Here’s why you need to consider protecting your business
In partnership with the British Library Business & IP Centre
You’ve had the idea for an amazing product, maybe even developed it, and you know it will be a roaring success. But the problem is your genius idea can so easily be copied if you don’t protect it.
It may seem unimportant, but it’s likely your business will need protection.
Many small businesses assume it will be laborious, costly and time-consuming to protect their intellectual property, but it doesn’t have to be.
Why do you need to protect your ideas?
Intellectual property (IP) enables people to earn recognition or financial benefit from what they invent or create. If you don’t protect it, someone else could copy it and use it without your permission. They could even make money from it and you wouldn’t be able to reap the benefits of your great idea.
It’s also important generally that we as a whole encourage protecting people’s ideas as it promotes creativity and research and development among business.
“If you don’t protect your IP you could lose the competitive advantage provided by having IP protection as well as the right to list your IP as an important asset on the balance sheet of your business,” says IP expert Maria Lampert from the British Library.
“You will lose any monies spent on research and development of the idea as well as any opportunities to sell on or license your idea to others. You run the risk of having to sit back and watch others make money from the fruits of your labour,” she adds.
What can you protect?
The main things people aim to protect are the name of their business, its logo, any writing or design work created for the business and specific elements of a product. These are called intangible assets – things you or your business owns that you can’t touch, unlike tangible assets such as property, furniture or a fleet. Business owners would essentially be looking to protect anything original they have created.

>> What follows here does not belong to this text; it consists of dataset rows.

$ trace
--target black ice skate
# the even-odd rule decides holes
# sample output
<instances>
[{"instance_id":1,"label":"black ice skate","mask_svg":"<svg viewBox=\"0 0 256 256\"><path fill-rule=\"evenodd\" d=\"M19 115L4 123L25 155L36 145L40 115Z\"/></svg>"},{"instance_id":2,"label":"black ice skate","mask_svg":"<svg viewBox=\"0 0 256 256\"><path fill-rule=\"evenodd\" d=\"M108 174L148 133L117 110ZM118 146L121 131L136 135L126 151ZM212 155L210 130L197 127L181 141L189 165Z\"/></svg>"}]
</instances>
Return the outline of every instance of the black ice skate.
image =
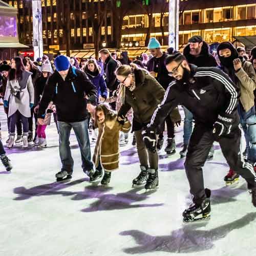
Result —
<instances>
[{"instance_id":1,"label":"black ice skate","mask_svg":"<svg viewBox=\"0 0 256 256\"><path fill-rule=\"evenodd\" d=\"M232 185L238 183L239 175L235 173L232 169L230 169L228 173L224 177L224 180L226 182L226 185Z\"/></svg>"},{"instance_id":2,"label":"black ice skate","mask_svg":"<svg viewBox=\"0 0 256 256\"><path fill-rule=\"evenodd\" d=\"M206 198L200 204L193 203L182 214L184 222L208 220L210 217L210 190L205 188Z\"/></svg>"},{"instance_id":3,"label":"black ice skate","mask_svg":"<svg viewBox=\"0 0 256 256\"><path fill-rule=\"evenodd\" d=\"M174 138L171 138L167 140L167 146L164 148L164 151L168 156L171 156L176 153L176 144Z\"/></svg>"},{"instance_id":4,"label":"black ice skate","mask_svg":"<svg viewBox=\"0 0 256 256\"><path fill-rule=\"evenodd\" d=\"M95 181L102 177L102 170L99 170L96 169L93 175L90 178L90 181Z\"/></svg>"},{"instance_id":5,"label":"black ice skate","mask_svg":"<svg viewBox=\"0 0 256 256\"><path fill-rule=\"evenodd\" d=\"M143 165L140 166L141 172L139 176L133 180L133 186L134 185L141 185L147 180L148 174L146 171L146 168Z\"/></svg>"},{"instance_id":6,"label":"black ice skate","mask_svg":"<svg viewBox=\"0 0 256 256\"><path fill-rule=\"evenodd\" d=\"M111 173L110 172L105 172L103 179L101 180L101 185L108 185L110 182L111 178Z\"/></svg>"},{"instance_id":7,"label":"black ice skate","mask_svg":"<svg viewBox=\"0 0 256 256\"><path fill-rule=\"evenodd\" d=\"M156 188L158 186L158 171L154 169L147 169L147 172L148 178L145 185L145 189L146 190Z\"/></svg>"},{"instance_id":8,"label":"black ice skate","mask_svg":"<svg viewBox=\"0 0 256 256\"><path fill-rule=\"evenodd\" d=\"M2 155L1 157L2 162L5 167L7 172L10 172L12 169L12 166L11 164L11 160L5 155Z\"/></svg>"},{"instance_id":9,"label":"black ice skate","mask_svg":"<svg viewBox=\"0 0 256 256\"><path fill-rule=\"evenodd\" d=\"M61 170L55 175L57 178L56 181L67 181L71 179L72 178L72 173L68 173L67 170Z\"/></svg>"},{"instance_id":10,"label":"black ice skate","mask_svg":"<svg viewBox=\"0 0 256 256\"><path fill-rule=\"evenodd\" d=\"M183 144L183 147L180 152L180 158L184 158L186 157L187 151L187 145L186 144Z\"/></svg>"},{"instance_id":11,"label":"black ice skate","mask_svg":"<svg viewBox=\"0 0 256 256\"><path fill-rule=\"evenodd\" d=\"M163 138L158 138L157 143L157 150L158 151L160 151L162 149L162 147L163 147Z\"/></svg>"}]
</instances>

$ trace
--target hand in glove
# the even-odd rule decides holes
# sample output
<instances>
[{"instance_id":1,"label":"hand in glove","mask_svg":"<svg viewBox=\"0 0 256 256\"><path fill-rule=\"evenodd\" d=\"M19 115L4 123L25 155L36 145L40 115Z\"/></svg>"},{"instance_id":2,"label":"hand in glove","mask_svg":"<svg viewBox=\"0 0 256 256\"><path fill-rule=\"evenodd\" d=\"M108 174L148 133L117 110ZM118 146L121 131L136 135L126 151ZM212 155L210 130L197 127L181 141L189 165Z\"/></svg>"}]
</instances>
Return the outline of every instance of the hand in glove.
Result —
<instances>
[{"instance_id":1,"label":"hand in glove","mask_svg":"<svg viewBox=\"0 0 256 256\"><path fill-rule=\"evenodd\" d=\"M4 100L4 106L8 108L9 106L9 102L8 100Z\"/></svg>"},{"instance_id":2,"label":"hand in glove","mask_svg":"<svg viewBox=\"0 0 256 256\"><path fill-rule=\"evenodd\" d=\"M219 115L217 120L214 124L213 133L218 136L229 134L233 122L232 116L226 114L222 116Z\"/></svg>"},{"instance_id":3,"label":"hand in glove","mask_svg":"<svg viewBox=\"0 0 256 256\"><path fill-rule=\"evenodd\" d=\"M142 139L146 147L152 152L157 151L157 137L156 132L150 127L146 127L142 131Z\"/></svg>"}]
</instances>

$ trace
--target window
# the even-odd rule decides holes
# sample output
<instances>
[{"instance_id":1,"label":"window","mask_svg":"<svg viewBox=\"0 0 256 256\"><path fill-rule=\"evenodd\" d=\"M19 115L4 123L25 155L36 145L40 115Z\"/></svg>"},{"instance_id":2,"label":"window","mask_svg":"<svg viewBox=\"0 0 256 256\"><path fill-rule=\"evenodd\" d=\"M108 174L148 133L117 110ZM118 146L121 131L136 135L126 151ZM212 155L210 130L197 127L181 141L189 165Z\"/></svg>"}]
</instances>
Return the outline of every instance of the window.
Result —
<instances>
[{"instance_id":1,"label":"window","mask_svg":"<svg viewBox=\"0 0 256 256\"><path fill-rule=\"evenodd\" d=\"M204 20L205 23L214 22L214 10L206 10L205 11L205 18Z\"/></svg>"},{"instance_id":2,"label":"window","mask_svg":"<svg viewBox=\"0 0 256 256\"><path fill-rule=\"evenodd\" d=\"M238 8L238 19L245 19L246 18L246 7L243 6Z\"/></svg>"},{"instance_id":3,"label":"window","mask_svg":"<svg viewBox=\"0 0 256 256\"><path fill-rule=\"evenodd\" d=\"M81 35L81 30L80 29L80 28L76 29L76 35L77 36L80 36Z\"/></svg>"}]
</instances>

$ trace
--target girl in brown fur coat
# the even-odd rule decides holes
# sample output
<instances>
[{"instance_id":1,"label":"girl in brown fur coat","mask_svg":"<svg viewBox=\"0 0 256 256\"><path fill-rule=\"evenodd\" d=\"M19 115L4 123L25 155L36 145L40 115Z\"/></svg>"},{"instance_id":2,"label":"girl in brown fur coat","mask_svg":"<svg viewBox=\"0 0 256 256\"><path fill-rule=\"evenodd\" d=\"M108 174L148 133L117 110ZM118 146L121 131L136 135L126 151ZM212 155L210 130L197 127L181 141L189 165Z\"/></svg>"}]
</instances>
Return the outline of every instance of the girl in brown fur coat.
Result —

What are the particular challenges for small businesses?
Small businesses can have it tough because they don’t have the huge team of lawyers or experience with intellectual property. If you’re a one-man or woman band and you haven’t tried to protect any of your ideas before, it can seem like there are a lot of options and you might not be sure where to go for advice.
“Innovators, entrepreneurs and creatives come to the British Library’s Business & IP Centre for free and impartial advice on setting up and developing a business and protecting their unique product or service,” Lampert says.
“We get to meet inventors just beginning their IP journey as well as start-ups looking for market research to complete their business plans and SME hoping to grow their businesses. It is very satisfying for us when an inventor or business we have helped succeeds.”
What tools can you use to protect your idea?
Copyright applies to things like written work and artistic work such as music and photographs. It is free and instant and, as it automatically applies, there’s no need to register it in the UK. Copyright stops people from directly copying or reproducing the work without permission – but it doesn’t stop people using an idea or producing something similar.
Another automatically applied protection is Design Right. It applies to a 3D shape of an original design, and stops people copying the shape, but doesn’t protect surface patterns or designs. It’s limited in that aspect, and also because it lasts only 10 years after the first marketing of things that use the design, or 15 years after creation of the design – whichever is earlier.
A similar registerable protection, known as Registered Designs, lasts up to 25 years and protects 2D shapes and patterns as well as 3D designs.
Most people are familiar with patents – they protect how something works or the method of making it. Patents aren’t automatic and business owners need to apply for them to protect their product. Failure to get a patent means anyone could copy your idea and sell it, and legally you can’t stop them. To get a patent, your invention must be new and not known anywhere in the world, have some sort of inventive step and be capable of industrial application.
Trade marks distinguish your goods and services from those of your competitors. It can be words, a logo or a combination of both. They need to be distinctive and recognisable to differentiate your business from your competitors. They don’t automatically apply, so you need to register them, but once you have trademarked your logo, for example, others cannot use it without your permission.
Where can you go for more?
There are a number of places you can go for more information. The government’s Intellectual Property Office can provide a basic overview of the different types of intellectual property protection.
The British Library has a Business & IP Centre in London with a number of resources designed to make it easier for small and medium sized businesses to understand and register their intellectual property. Their workshops and events, many of which are free, often get booked up quite early. See the British Library Business & IP Centre events website for more.
Guy Jeremiah appeared on Dragons’ Den in 2010 with his product Ohyo – a collapsible water bottle that can hold to 500ml. While he didn’t get investment from any of the dragons, it provided the impetus to start to get his basic product protected.
He worked with the Business & IP Centre to get the business’ intellectual property protected after years of painstaking refinements to the product. He says it’s hard to know what could have happened to Ohyo without a patent.
“However a patent is certainly a great way of putting people off attempting to copy our unique design,” says Guy.
“Why go to the effort of developing expensive tooling when they know we can prevent them selling the product?”
But’s it’s not just about avoiding copycats, he says.
“Having a patent also puts value in the business. Any potential investor or acquirer would place much more value in a company with a powerful suite of intellectual property.”
Patents were only one element though – he also secured design registration on Ohyo’s appearance, trademarks on the name and an eco-quirky brand.
Ohyo is now stocked in Boots and M&S and has sold more than 600,000 bottles.